L'autre point important, c'est que la nouvelle loi a été conçue de telle sorte qu'elle soit applicable, ce qui n'était pas le cas de la précédente. Dans la précédente réglementation relative aux délais de paiement, l'entreprise devait dénoncer son client et dire qu'il la payait en retard. Le risque est que ce client aille travailler avec quelqu'un d'autre. Si des intérêts de retard lui étaient facturés, il y avait le risque qu’il s’en aille également.

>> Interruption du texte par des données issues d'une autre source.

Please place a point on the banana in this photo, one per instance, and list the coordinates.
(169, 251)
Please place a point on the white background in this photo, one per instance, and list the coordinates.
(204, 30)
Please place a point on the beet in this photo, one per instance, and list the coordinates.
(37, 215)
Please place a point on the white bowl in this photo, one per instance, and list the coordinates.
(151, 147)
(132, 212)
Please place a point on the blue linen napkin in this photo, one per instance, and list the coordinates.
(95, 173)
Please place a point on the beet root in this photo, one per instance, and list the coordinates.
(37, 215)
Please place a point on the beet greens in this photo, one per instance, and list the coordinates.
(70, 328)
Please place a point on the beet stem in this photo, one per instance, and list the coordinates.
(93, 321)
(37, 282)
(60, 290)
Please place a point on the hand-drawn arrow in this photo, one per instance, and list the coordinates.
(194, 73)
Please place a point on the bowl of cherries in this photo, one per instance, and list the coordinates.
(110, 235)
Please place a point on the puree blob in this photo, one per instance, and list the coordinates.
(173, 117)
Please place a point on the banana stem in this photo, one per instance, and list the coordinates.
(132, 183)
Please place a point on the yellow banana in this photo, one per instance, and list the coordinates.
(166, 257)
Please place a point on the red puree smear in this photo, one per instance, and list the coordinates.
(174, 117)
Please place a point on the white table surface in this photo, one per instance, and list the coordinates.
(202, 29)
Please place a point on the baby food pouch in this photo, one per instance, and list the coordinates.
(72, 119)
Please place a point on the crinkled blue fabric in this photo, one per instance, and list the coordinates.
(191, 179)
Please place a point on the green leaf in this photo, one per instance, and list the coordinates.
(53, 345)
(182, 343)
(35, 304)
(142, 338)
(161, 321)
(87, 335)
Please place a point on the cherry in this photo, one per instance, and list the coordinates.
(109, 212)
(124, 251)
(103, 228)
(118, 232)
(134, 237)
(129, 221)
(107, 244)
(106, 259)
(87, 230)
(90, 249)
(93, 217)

Si l'entreprise ne facture pas, elle perd un revenu, et si contrôle il y a, elle peux être redressée car elle n'a pas facturé les intérêts de retard. C’est une double peine pour l'entreprise. Tout cela a été supprimé. Chaque entreprise auto-déclare ses délais de paiement.
- Une auto-déclaration obligatoire et réglementaire ?

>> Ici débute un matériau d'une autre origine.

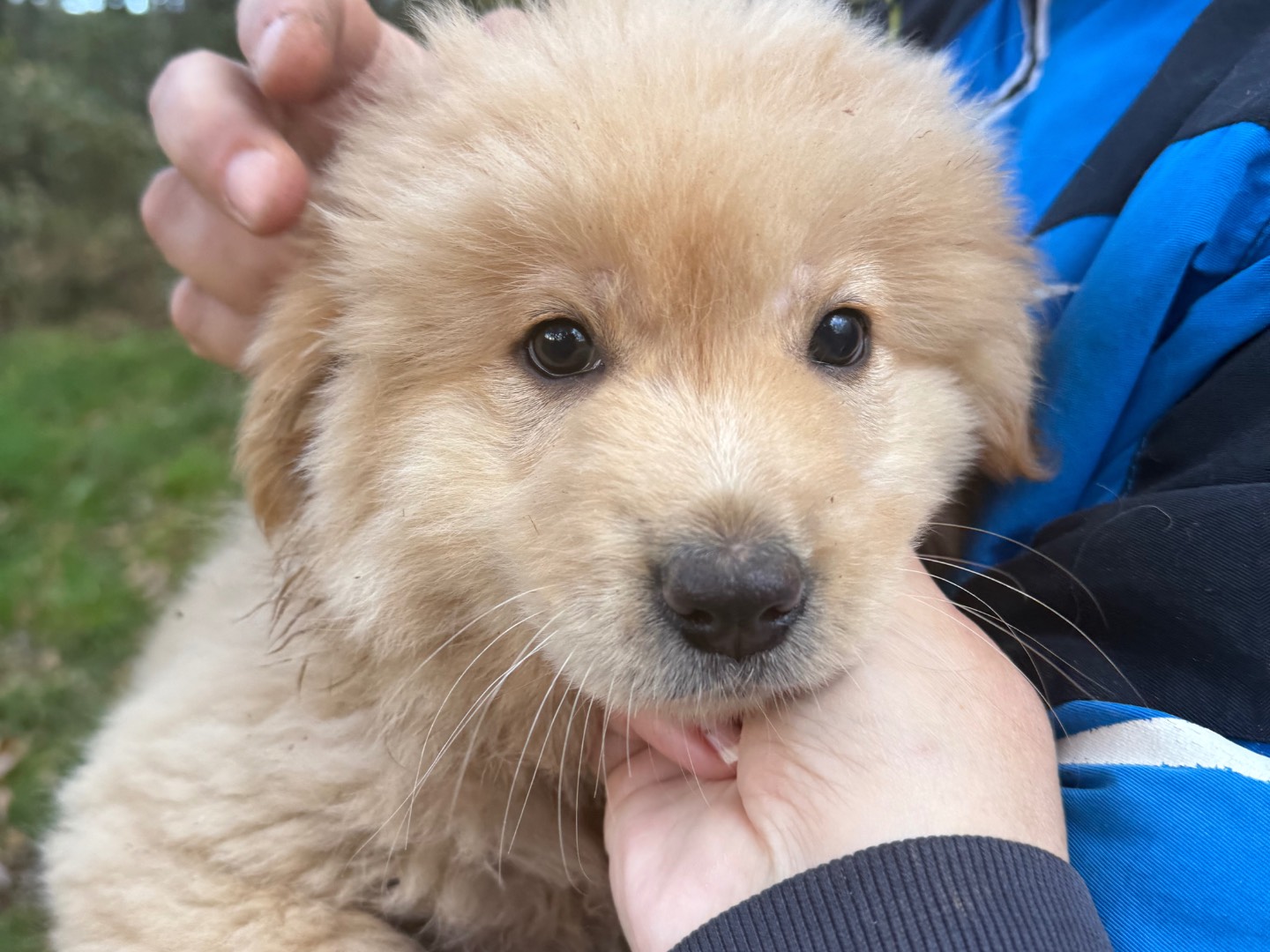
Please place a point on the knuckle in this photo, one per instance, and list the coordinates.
(156, 204)
(183, 72)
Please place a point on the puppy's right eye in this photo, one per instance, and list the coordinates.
(562, 348)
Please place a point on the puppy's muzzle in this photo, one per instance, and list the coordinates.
(733, 598)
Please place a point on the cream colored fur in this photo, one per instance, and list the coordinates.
(380, 727)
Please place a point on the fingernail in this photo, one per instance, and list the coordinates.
(270, 42)
(725, 739)
(249, 182)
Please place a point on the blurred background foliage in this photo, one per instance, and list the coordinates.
(115, 442)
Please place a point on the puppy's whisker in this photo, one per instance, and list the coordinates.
(467, 628)
(488, 695)
(421, 777)
(542, 749)
(1057, 614)
(1033, 646)
(519, 762)
(577, 790)
(1036, 553)
(564, 753)
(482, 704)
(603, 736)
(450, 693)
(950, 668)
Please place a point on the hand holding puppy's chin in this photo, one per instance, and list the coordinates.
(935, 733)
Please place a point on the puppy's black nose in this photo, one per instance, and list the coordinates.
(733, 599)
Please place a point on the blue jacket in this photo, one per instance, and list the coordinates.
(1134, 587)
(1140, 147)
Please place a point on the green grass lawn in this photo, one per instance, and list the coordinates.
(115, 462)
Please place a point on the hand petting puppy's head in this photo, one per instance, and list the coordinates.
(657, 331)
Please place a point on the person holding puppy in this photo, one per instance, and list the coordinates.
(920, 804)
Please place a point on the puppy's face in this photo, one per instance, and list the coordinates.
(655, 333)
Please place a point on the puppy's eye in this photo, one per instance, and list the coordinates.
(841, 339)
(562, 348)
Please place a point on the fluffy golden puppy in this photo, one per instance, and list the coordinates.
(628, 362)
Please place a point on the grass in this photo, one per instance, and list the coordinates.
(115, 462)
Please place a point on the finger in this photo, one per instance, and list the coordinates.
(221, 257)
(305, 49)
(213, 126)
(684, 746)
(213, 331)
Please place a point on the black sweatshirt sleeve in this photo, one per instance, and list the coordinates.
(938, 894)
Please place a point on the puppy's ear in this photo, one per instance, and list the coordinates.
(288, 363)
(1004, 383)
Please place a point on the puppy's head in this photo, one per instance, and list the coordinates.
(654, 331)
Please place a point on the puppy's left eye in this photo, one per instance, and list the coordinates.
(841, 339)
(562, 348)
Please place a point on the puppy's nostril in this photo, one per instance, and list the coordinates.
(733, 599)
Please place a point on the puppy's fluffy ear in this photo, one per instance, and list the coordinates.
(288, 363)
(1004, 385)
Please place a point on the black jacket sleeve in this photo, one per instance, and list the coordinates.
(938, 894)
(1161, 598)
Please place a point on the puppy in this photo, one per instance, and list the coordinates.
(626, 363)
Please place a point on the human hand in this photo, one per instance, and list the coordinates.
(244, 140)
(934, 733)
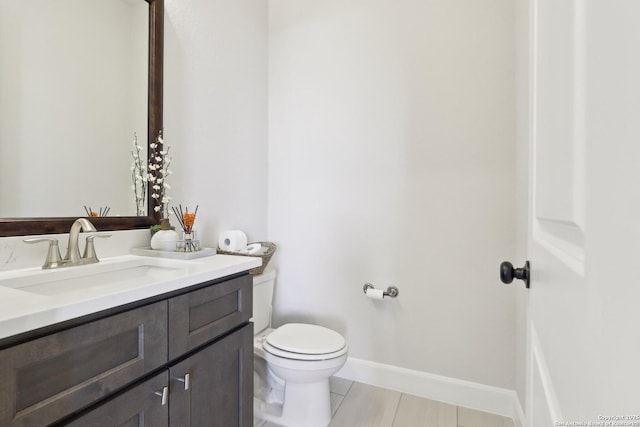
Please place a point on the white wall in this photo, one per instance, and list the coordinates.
(215, 112)
(391, 160)
(522, 179)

- Oui. Désormais, chaque entreprise doit déclarer ses délais de paiement au-delà des délais contractuels de 60 ou 120 jours à la Direction générale des impôts. C’est une nouvelle déclaration réglementaire et digitalisée auprès de l'administration fiscale. Ce n’est pas anodin. C’est comme un bilan ou des états financiers, ou encore une déclaration de TVA trimestrielle. C’est officiel et obligatoire.
Chaque entreprise doit aviser les comptables et les directions financières pour prendre les mesures adéquates pour se mettre en conformité. Une attestation n’est pas délivrée comme ça, il y a un contrôle de vos états de règlement. Sans attestation, la déclaration n’est pas valable.
Le paiement des amendes, si amende il y a, n’ira pas dans les caisses de l’État, mais dans un fonds dédié au soutien à la TPME et aux PME
- Qu'est-ce qui empêche une entreprise de faire une fausse déclaration de ses délais ?
-Il est impossible de ne pas déclarer ou de mentir sur le délai car pour les grandes entreprises, la déclaration trimestrielle est accompagnée d’une attestation du commissaire aux comptes. Pour les sociétés avec un chiffre d'affaires de moins de 50 MDH hors taxes, la déclaration devra être accompagnée de l’attestation d'un expert comptable ou d'un comptable agréé.
Cela permet de neutraliser la tentation de falsifications ou de fraudes. Il faut aussi préciser que l'entreprise doit procéder à la déclaration même si les délais réglementaires sont respectés.
- La loi vient également avec des amendes et pénalités en cas de non-déclaration ou non-respect des délais...
- Effectivement. L'amende est calculée selon le taux directeur plus 0,85% au-delà des 120 jours. Cela concerne les retards de déclaration. Il y a une seconde pénalité qui concerne l’acte de ne pas déclarer, ce qui risque d’engendrer un contrôle et donc une amende. Il faut également préciser que tout cela n’enlève pas le droit à la société créancière de poursuivre l'entreprise qui n'a pas respectée les délais.
Autre information importante, le paiement des amendes si amende il y a, n’ira pas dans les caisses de l’État, mais dans un fonds dédié au soutien à la TPME et aux PME.
- Vous avez parlé de 420 milliards de DH de crédits interentreprises. Finalement, cette loi qui rentre en vigueur en juillet ne va pas agir sur ce stock existant, mais uniquement sur les règlements à venir pour éviter une aggravation de la situation plus grave ?
- Oui. La loi ne peut pas être rétroactive et l’on ne peut pas appliquer de pénalités sur le stock. Mais par exemple, si en juillet 2023 vous avez encore une facture impayée datant de janvier 2023, elle date de plus de 120 jours, il faut la déclarer si elle n’est pas payée.